Saving an Apache Spark RDD to a HPE Ezmeral Data Fabric Database JSON Table

Saving an RDD[OJAIDocument] to HPE Ezmeral Data Fabric Database

The HPE Ezmeral Data Fabric Database OJAI Connector for Apache Spark provides the following API to save an RDD[OJAIDocument] to a HPE Ezmeral Data Fabric Database table:

For saving an RDD, apply the following method on the RDD:

def saveToMapRDB(tablename: String, createTable: Boolean = false, bulkInsert: Boolean = false, idFieldPath: String = DocumentConstants.ID_KEY) : Unit

For saving an RDD, apply one of the following methods on a MapRDBJavaSparkContext object:

def saveToMapRDB[D](javaRDD: JavaRDD[D], tableName: String, createTable: Boolean, bulkInsert: Boolean, idField: String): Unit
              
def saveRowRDDToMapRDB(javaRDD: JavaRDD[Row], tableName: String, createTable: Boolean, bulkInsert: Boolean, idField: String): Unit

def saveToMapRDB[K, V <: AnyRef](javaPairRDD: JavaPairRDD[K, V], keyClazz: Class[K], valueClazz: Class[V], tableName: String, createTable: Boolean, bulkInsert: Boolean): Unit

NOTE The only required parameter to the methods is tableName. All the others are optional.

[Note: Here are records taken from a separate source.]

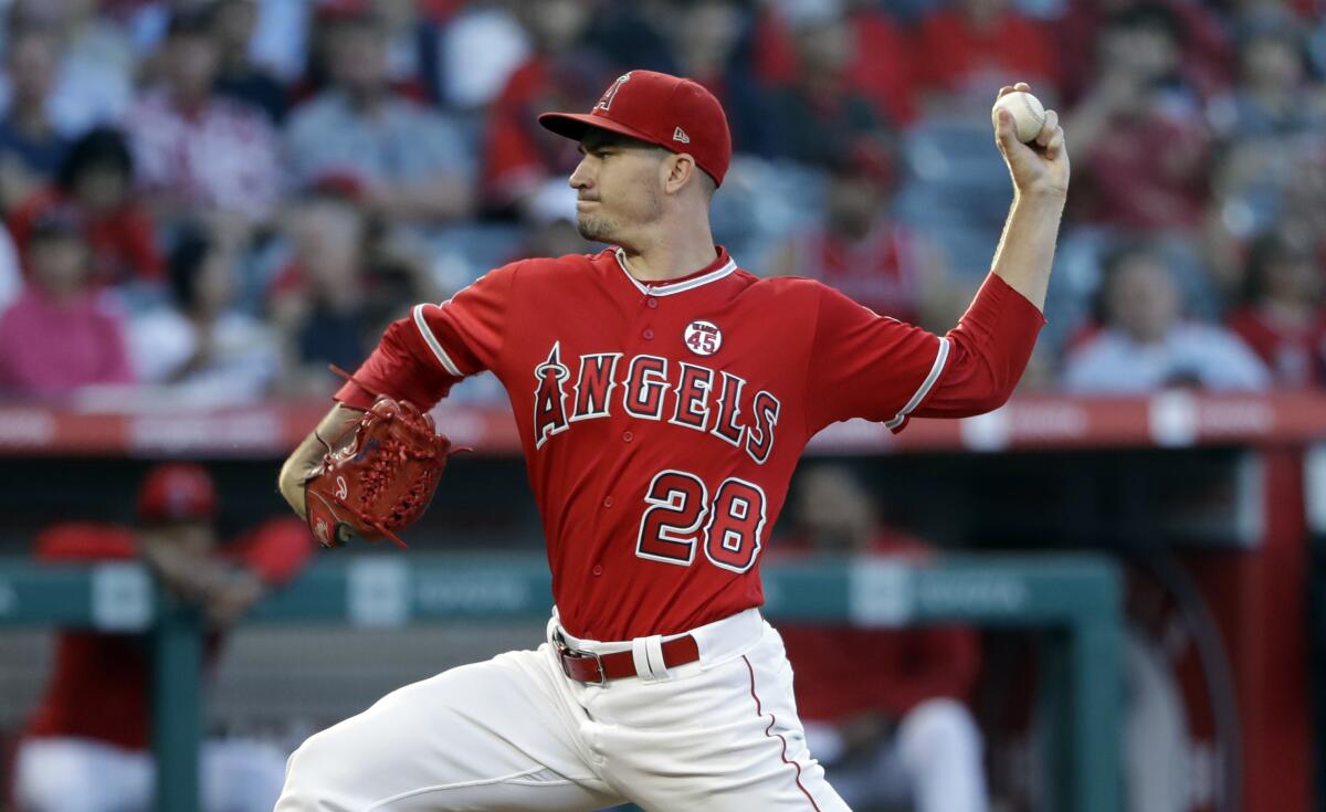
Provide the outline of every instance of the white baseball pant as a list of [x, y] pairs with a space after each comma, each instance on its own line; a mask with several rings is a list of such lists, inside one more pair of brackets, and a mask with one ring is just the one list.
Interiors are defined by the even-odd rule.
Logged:
[[[309, 738], [276, 812], [847, 809], [806, 750], [778, 633], [751, 609], [691, 634], [699, 661], [605, 686], [545, 643], [399, 689]], [[564, 637], [638, 667], [660, 642]]]

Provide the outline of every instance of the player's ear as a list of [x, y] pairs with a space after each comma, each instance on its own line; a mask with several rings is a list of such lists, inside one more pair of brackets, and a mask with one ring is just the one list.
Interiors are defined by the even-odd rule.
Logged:
[[686, 153], [668, 154], [663, 161], [663, 190], [670, 195], [678, 194], [695, 179], [696, 171], [695, 158], [691, 155]]

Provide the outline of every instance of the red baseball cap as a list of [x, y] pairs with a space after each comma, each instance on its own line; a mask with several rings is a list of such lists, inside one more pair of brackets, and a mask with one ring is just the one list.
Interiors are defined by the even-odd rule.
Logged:
[[598, 127], [688, 153], [720, 186], [732, 163], [723, 105], [699, 84], [667, 73], [630, 70], [617, 77], [589, 113], [541, 113], [538, 123], [575, 141]]
[[216, 484], [202, 466], [166, 463], [149, 471], [138, 488], [138, 517], [147, 521], [210, 519]]

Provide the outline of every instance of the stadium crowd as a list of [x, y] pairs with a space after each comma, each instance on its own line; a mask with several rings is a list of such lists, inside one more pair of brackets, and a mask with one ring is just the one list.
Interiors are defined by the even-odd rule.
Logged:
[[[948, 329], [1009, 200], [1000, 85], [1074, 161], [1024, 387], [1326, 386], [1315, 0], [0, 0], [0, 397], [330, 393], [416, 301], [595, 251], [574, 143], [631, 68], [723, 101], [715, 231]], [[460, 397], [501, 399], [493, 382]]]

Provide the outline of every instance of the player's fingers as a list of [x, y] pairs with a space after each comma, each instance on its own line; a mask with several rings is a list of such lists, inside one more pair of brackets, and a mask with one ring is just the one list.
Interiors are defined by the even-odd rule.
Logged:
[[1013, 123], [1013, 115], [1008, 110], [998, 110], [994, 115], [994, 141], [1000, 149], [1009, 149], [1017, 143], [1017, 125]]
[[1036, 143], [1041, 146], [1050, 146], [1050, 139], [1054, 138], [1054, 133], [1059, 129], [1059, 114], [1054, 110], [1045, 111], [1045, 121], [1041, 123], [1041, 131], [1036, 134]]
[[1055, 129], [1054, 135], [1050, 137], [1050, 142], [1045, 145], [1045, 157], [1054, 159], [1059, 157], [1063, 151], [1063, 129]]

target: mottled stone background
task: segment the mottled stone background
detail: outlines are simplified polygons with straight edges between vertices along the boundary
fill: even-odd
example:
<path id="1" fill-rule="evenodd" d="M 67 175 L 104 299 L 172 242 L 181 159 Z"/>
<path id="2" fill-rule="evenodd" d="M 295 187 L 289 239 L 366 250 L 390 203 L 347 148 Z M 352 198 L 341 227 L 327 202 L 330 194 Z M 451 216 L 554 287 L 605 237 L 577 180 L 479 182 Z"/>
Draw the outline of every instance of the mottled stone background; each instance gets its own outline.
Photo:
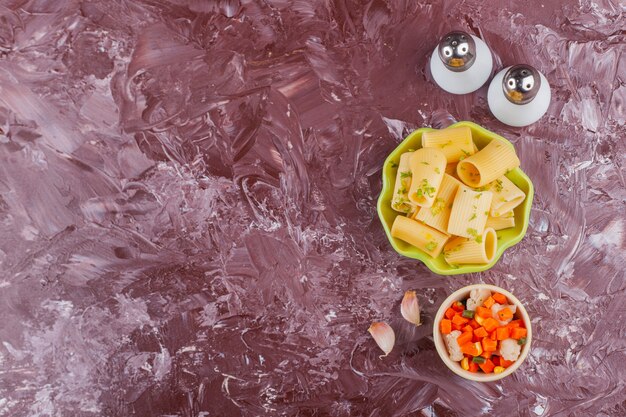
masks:
<path id="1" fill-rule="evenodd" d="M 625 27 L 619 0 L 0 1 L 0 415 L 626 415 Z M 539 68 L 548 114 L 439 90 L 452 28 Z M 452 120 L 510 139 L 536 195 L 496 267 L 441 277 L 375 201 L 402 137 Z M 497 383 L 431 340 L 475 282 L 532 316 Z"/>

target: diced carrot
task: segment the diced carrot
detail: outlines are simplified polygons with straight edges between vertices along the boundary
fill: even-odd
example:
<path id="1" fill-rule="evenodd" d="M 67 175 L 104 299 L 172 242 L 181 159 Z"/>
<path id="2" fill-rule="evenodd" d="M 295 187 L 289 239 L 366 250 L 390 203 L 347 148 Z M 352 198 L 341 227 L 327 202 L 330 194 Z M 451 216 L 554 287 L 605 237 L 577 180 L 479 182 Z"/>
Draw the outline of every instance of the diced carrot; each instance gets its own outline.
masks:
<path id="1" fill-rule="evenodd" d="M 466 371 L 469 371 L 469 358 L 466 356 L 463 358 L 463 360 L 461 361 L 461 368 L 465 369 Z"/>
<path id="2" fill-rule="evenodd" d="M 511 339 L 519 340 L 522 337 L 526 337 L 528 330 L 522 329 L 521 327 L 516 327 L 511 331 Z"/>
<path id="3" fill-rule="evenodd" d="M 468 321 L 468 319 L 461 316 L 460 314 L 456 314 L 454 317 L 452 317 L 452 323 L 458 324 L 459 326 L 464 326 L 465 323 L 467 323 Z"/>
<path id="4" fill-rule="evenodd" d="M 441 334 L 450 334 L 452 331 L 452 322 L 448 319 L 441 320 Z"/>
<path id="5" fill-rule="evenodd" d="M 500 294 L 499 292 L 493 293 L 492 297 L 498 304 L 507 304 L 506 296 L 504 294 Z"/>
<path id="6" fill-rule="evenodd" d="M 498 327 L 496 329 L 496 339 L 498 340 L 508 339 L 509 335 L 510 335 L 510 331 L 509 331 L 509 328 L 506 326 Z"/>
<path id="7" fill-rule="evenodd" d="M 508 368 L 509 366 L 513 365 L 513 362 L 515 361 L 507 361 L 506 359 L 502 357 L 500 358 L 500 366 L 503 366 L 505 368 Z"/>
<path id="8" fill-rule="evenodd" d="M 484 327 L 479 327 L 478 329 L 474 330 L 474 334 L 478 337 L 480 337 L 481 339 L 483 337 L 487 337 L 489 336 L 489 333 L 487 333 L 487 330 L 485 330 Z"/>
<path id="9" fill-rule="evenodd" d="M 498 348 L 498 342 L 496 342 L 495 340 L 491 340 L 488 337 L 484 337 L 482 346 L 483 346 L 484 351 L 495 352 L 496 349 Z"/>
<path id="10" fill-rule="evenodd" d="M 452 303 L 452 308 L 458 312 L 462 312 L 463 310 L 465 310 L 465 306 L 460 301 L 455 301 L 454 303 Z"/>
<path id="11" fill-rule="evenodd" d="M 481 363 L 478 366 L 480 366 L 480 369 L 482 369 L 483 372 L 486 374 L 490 374 L 491 372 L 493 372 L 493 368 L 495 368 L 495 365 L 493 364 L 493 362 L 491 362 L 491 359 L 487 359 L 485 363 Z"/>
<path id="12" fill-rule="evenodd" d="M 487 307 L 476 307 L 476 314 L 484 319 L 491 317 L 491 309 Z"/>
<path id="13" fill-rule="evenodd" d="M 454 320 L 452 321 L 454 322 Z M 496 329 L 496 327 L 498 327 L 498 322 L 496 321 L 496 319 L 492 319 L 491 317 L 489 317 L 483 322 L 483 327 L 485 328 L 485 330 L 487 330 L 488 333 L 491 333 Z"/>
<path id="14" fill-rule="evenodd" d="M 461 333 L 461 336 L 457 337 L 456 341 L 459 346 L 463 346 L 464 344 L 472 341 L 472 336 L 472 332 Z"/>
<path id="15" fill-rule="evenodd" d="M 507 321 L 513 318 L 513 312 L 510 308 L 505 307 L 502 310 L 498 311 L 498 318 L 500 321 Z"/>
<path id="16" fill-rule="evenodd" d="M 467 342 L 461 345 L 461 352 L 472 356 L 480 356 L 483 353 L 483 347 L 479 342 Z"/>

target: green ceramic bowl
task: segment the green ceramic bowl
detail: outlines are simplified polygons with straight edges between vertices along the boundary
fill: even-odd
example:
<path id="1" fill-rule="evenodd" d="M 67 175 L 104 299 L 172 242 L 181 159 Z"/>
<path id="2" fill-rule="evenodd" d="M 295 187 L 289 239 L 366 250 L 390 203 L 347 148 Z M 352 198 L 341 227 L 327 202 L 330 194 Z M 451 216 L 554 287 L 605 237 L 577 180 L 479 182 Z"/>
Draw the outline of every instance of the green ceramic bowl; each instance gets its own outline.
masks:
<path id="1" fill-rule="evenodd" d="M 476 123 L 458 122 L 450 127 L 460 126 L 467 126 L 471 129 L 472 138 L 474 139 L 474 143 L 476 144 L 478 149 L 482 149 L 492 140 L 498 140 L 502 143 L 505 143 L 507 146 L 513 146 L 508 140 L 504 139 L 502 136 L 496 135 L 495 133 L 490 132 L 481 126 L 478 126 Z M 380 193 L 380 196 L 378 197 L 377 205 L 378 217 L 380 217 L 380 221 L 385 228 L 387 238 L 389 239 L 391 246 L 393 246 L 396 252 L 409 258 L 419 259 L 434 273 L 440 275 L 457 275 L 467 274 L 470 272 L 486 271 L 494 266 L 496 262 L 498 262 L 498 259 L 500 259 L 500 256 L 502 256 L 502 253 L 504 253 L 507 248 L 510 248 L 511 246 L 522 240 L 522 238 L 526 234 L 526 229 L 528 228 L 528 219 L 530 217 L 530 207 L 533 202 L 533 183 L 520 168 L 516 168 L 506 175 L 508 179 L 510 179 L 515 185 L 517 185 L 522 191 L 524 191 L 524 193 L 526 193 L 526 199 L 514 210 L 515 227 L 512 227 L 510 229 L 498 230 L 496 232 L 498 235 L 498 251 L 491 263 L 486 265 L 461 265 L 459 267 L 452 267 L 448 265 L 443 259 L 443 254 L 439 255 L 437 258 L 431 258 L 429 255 L 417 249 L 416 247 L 391 236 L 391 225 L 393 224 L 396 216 L 399 215 L 398 212 L 392 210 L 391 208 L 391 198 L 393 197 L 393 186 L 395 183 L 397 171 L 396 167 L 397 164 L 400 162 L 400 155 L 408 152 L 409 149 L 421 148 L 422 133 L 429 130 L 434 129 L 422 128 L 411 133 L 385 160 L 385 165 L 383 166 L 383 189 Z"/>

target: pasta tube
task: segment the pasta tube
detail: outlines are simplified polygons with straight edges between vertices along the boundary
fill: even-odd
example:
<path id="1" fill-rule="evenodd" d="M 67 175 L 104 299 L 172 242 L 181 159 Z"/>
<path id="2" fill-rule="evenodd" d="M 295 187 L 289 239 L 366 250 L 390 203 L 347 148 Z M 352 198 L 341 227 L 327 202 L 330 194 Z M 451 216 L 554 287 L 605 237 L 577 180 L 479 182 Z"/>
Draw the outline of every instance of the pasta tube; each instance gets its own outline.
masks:
<path id="1" fill-rule="evenodd" d="M 453 177 L 457 178 L 456 176 L 456 166 L 457 166 L 458 162 L 452 162 L 448 165 L 446 165 L 446 174 L 448 175 L 452 175 Z"/>
<path id="2" fill-rule="evenodd" d="M 476 239 L 452 239 L 445 245 L 443 256 L 450 265 L 488 264 L 495 258 L 497 249 L 498 236 L 489 228 Z"/>
<path id="3" fill-rule="evenodd" d="M 487 217 L 487 223 L 485 228 L 491 227 L 493 230 L 508 229 L 509 227 L 515 227 L 515 215 L 512 211 L 504 213 L 500 217 Z"/>
<path id="4" fill-rule="evenodd" d="M 423 148 L 437 148 L 446 156 L 448 163 L 474 155 L 474 142 L 469 127 L 453 127 L 422 133 Z"/>
<path id="5" fill-rule="evenodd" d="M 391 236 L 403 240 L 436 258 L 443 250 L 448 236 L 405 216 L 396 216 Z"/>
<path id="6" fill-rule="evenodd" d="M 420 207 L 431 207 L 446 170 L 446 157 L 438 149 L 422 148 L 411 155 L 409 200 Z"/>
<path id="7" fill-rule="evenodd" d="M 492 198 L 490 191 L 474 191 L 460 185 L 452 203 L 448 233 L 467 238 L 482 235 Z"/>
<path id="8" fill-rule="evenodd" d="M 409 201 L 409 188 L 411 187 L 411 155 L 412 152 L 406 152 L 400 155 L 396 184 L 393 187 L 391 208 L 400 213 L 410 213 L 413 211 L 413 205 Z"/>
<path id="9" fill-rule="evenodd" d="M 415 220 L 421 221 L 440 232 L 447 233 L 448 220 L 452 211 L 452 201 L 454 201 L 454 196 L 460 185 L 461 182 L 459 180 L 445 174 L 434 204 L 432 207 L 422 208 L 415 216 Z"/>
<path id="10" fill-rule="evenodd" d="M 520 165 L 512 145 L 492 140 L 456 167 L 459 179 L 470 187 L 482 187 Z"/>
<path id="11" fill-rule="evenodd" d="M 485 189 L 493 193 L 489 212 L 491 217 L 499 217 L 513 210 L 526 198 L 526 194 L 504 175 L 487 184 Z"/>

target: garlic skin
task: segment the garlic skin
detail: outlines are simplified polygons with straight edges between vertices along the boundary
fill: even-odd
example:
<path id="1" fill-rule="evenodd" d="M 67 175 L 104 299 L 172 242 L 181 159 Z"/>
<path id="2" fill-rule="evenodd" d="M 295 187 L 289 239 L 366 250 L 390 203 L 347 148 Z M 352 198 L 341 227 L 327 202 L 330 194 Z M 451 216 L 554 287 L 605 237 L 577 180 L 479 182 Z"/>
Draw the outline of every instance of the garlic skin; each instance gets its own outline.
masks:
<path id="1" fill-rule="evenodd" d="M 404 293 L 404 298 L 402 298 L 402 304 L 400 305 L 400 313 L 409 323 L 413 323 L 416 326 L 421 324 L 420 306 L 415 291 L 406 291 Z"/>
<path id="2" fill-rule="evenodd" d="M 384 355 L 380 355 L 380 358 L 384 358 L 389 355 L 393 349 L 393 345 L 396 343 L 396 334 L 390 325 L 385 322 L 374 322 L 367 331 L 372 335 L 374 341 L 379 348 L 385 352 Z"/>

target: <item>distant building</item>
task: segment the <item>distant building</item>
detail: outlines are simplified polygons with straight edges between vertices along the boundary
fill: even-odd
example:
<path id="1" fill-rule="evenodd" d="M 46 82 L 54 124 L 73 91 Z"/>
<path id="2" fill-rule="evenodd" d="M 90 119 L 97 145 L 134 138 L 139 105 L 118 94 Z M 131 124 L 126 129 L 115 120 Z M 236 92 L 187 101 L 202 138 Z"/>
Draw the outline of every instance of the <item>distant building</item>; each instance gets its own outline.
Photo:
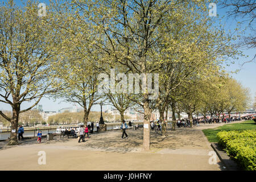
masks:
<path id="1" fill-rule="evenodd" d="M 38 110 L 40 112 L 43 112 L 43 105 L 37 105 L 36 107 L 35 108 Z"/>
<path id="2" fill-rule="evenodd" d="M 61 109 L 58 110 L 58 113 L 63 113 L 65 112 L 69 112 L 69 113 L 79 113 L 81 111 L 83 111 L 83 108 L 77 108 L 73 107 L 65 107 Z"/>
<path id="3" fill-rule="evenodd" d="M 42 117 L 45 122 L 47 121 L 49 117 L 57 114 L 56 111 L 43 111 L 40 113 Z"/>

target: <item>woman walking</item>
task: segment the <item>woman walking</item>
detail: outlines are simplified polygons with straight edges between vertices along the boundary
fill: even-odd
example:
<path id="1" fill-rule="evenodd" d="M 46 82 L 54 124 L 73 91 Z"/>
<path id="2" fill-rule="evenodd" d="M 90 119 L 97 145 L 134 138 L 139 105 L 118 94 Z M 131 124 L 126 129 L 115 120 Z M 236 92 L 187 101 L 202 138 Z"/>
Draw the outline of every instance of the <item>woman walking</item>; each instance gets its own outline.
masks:
<path id="1" fill-rule="evenodd" d="M 125 130 L 127 129 L 128 126 L 127 126 L 126 123 L 125 123 L 125 120 L 123 121 L 123 123 L 121 125 L 121 129 L 123 130 L 123 134 L 122 134 L 122 139 L 123 138 L 123 135 L 125 135 L 126 136 L 126 138 L 128 138 L 128 135 L 127 135 L 126 133 L 125 132 Z"/>
<path id="2" fill-rule="evenodd" d="M 85 133 L 84 137 L 85 137 L 86 136 L 86 134 L 87 134 L 87 138 L 89 138 L 89 129 L 88 129 L 88 126 L 86 126 L 85 127 L 85 129 L 84 130 L 84 133 Z"/>
<path id="3" fill-rule="evenodd" d="M 38 143 L 38 141 L 39 141 L 39 143 L 41 143 L 41 138 L 42 138 L 42 131 L 39 131 L 39 132 L 38 133 L 38 140 L 37 140 Z"/>

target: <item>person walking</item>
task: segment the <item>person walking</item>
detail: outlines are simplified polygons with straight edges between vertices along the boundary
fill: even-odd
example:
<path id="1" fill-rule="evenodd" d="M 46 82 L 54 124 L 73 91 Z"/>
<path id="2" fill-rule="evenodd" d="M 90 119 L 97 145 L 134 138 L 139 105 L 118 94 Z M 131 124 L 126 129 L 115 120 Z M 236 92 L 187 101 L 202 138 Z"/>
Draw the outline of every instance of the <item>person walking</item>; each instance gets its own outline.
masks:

In the following example, address and first_name data is loaded from the "/tmp/user_profiles" table, stored as an RDD (userprofilesRDD), and then saved to the "/tmp/user_firstname_and_address" table:

import com.mapr.db.spark._
              
val userprofilesRDD = sc.loadFromMapRDB("/tmp/user_profiles")
                     .where("condition")
                     .select("address", "first_name")
            
userprofilesRDD.saveToMapRDB("/tmp/user_firstname_and_address")

import com.mapr.db.spark.api.java.MapRDBJavaSparkContext;
import com.mapr.db.spark.sql.api.java.MapRDBJavaSession;
              
MapRDBJavaSparkContext mapRDBSparkContext = new MapRDBJavaSparkContext(sc);
JavaRDD userprofilesRDD = mapRDBSparkContext.loadFromMapRDB("/tmp/user_profiles")
              .where("condition")
              .select("address", "first_name");
mapRDBSparkContext.saveToMapRDB(userprofilesRDD, "/tmp/user_firstname_and_address", true, false, "_id");

The HPE Ezmeral Data Fabric Database OJAI Connector for Apache Spark also provides the following API to insert an RDD[OJAIDocument] to a HPE Ezmeral Data Fabric Database table:

NOTE The insertToMapRDB API is available starting in the EEP 4.1.0 release.

import com.mapr.db.spark._
            
val userprofilesRDD = sc.loadFromMapRDB("/tmp/user_profiles") 
userprofilesRDD.insertToMapRDB(tablename, createTable = true, bulkInsert = false, idFieldPath = "_id")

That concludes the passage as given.